MEDIA MONDAY
What have you been watching, listening to, reading?
Royalties
Patrick Halling is a violin player, and he is pissed. Why? Because a few sessions he played *more than 40 years ago* still generate "thousands of dollars" in yearly income, but that gravy train will dry up as soon as the 50-year mark is reached. That is the current European Union limit for "contributing musicians".
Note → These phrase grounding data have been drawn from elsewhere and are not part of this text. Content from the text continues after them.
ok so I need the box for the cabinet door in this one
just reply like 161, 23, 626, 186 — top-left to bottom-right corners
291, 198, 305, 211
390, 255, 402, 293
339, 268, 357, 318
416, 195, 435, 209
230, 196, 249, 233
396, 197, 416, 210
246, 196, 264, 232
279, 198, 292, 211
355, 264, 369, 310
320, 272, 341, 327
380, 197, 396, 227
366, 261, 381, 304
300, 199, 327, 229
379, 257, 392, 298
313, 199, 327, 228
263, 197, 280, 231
As long as recordings are going to cost as much as they do, I think it's great that hard-working non-celebrity musicians get paid for their role. A session player is a skilled professional. But really, who still gets paid for a day's work you put in back in the 1960s?
Weekend Box Office
1. Marley and Me
2. Bedtime Stories
3. Benjamin Button
4. Valkyrie
5. Yes Man
Dramatic License
I saw Frost/Nixon over the weekend. Liked it quite a bit, though not sure if all the Best Picture talk is warranted. Blogs are abuzz over whether the film takes to many liberties with the truth, considering it concerns a very specific historical event that was not all that long ago. I usually give plenty of leeway on things like that. I mean, how do you gauge the "truth" of a monumental development in just 2 hours? If a made-up scene helps convey a larger reality, isn't that just as important in a depiction as the precision of detail? I usually think so, or at least that such a concern complicates the discussion. Still, even I was a little turned off by the couple of things pivotal to the film that I learned just didn't happen in real life. At this point, though, really not sure what I think about if this matters. Do we care about these things?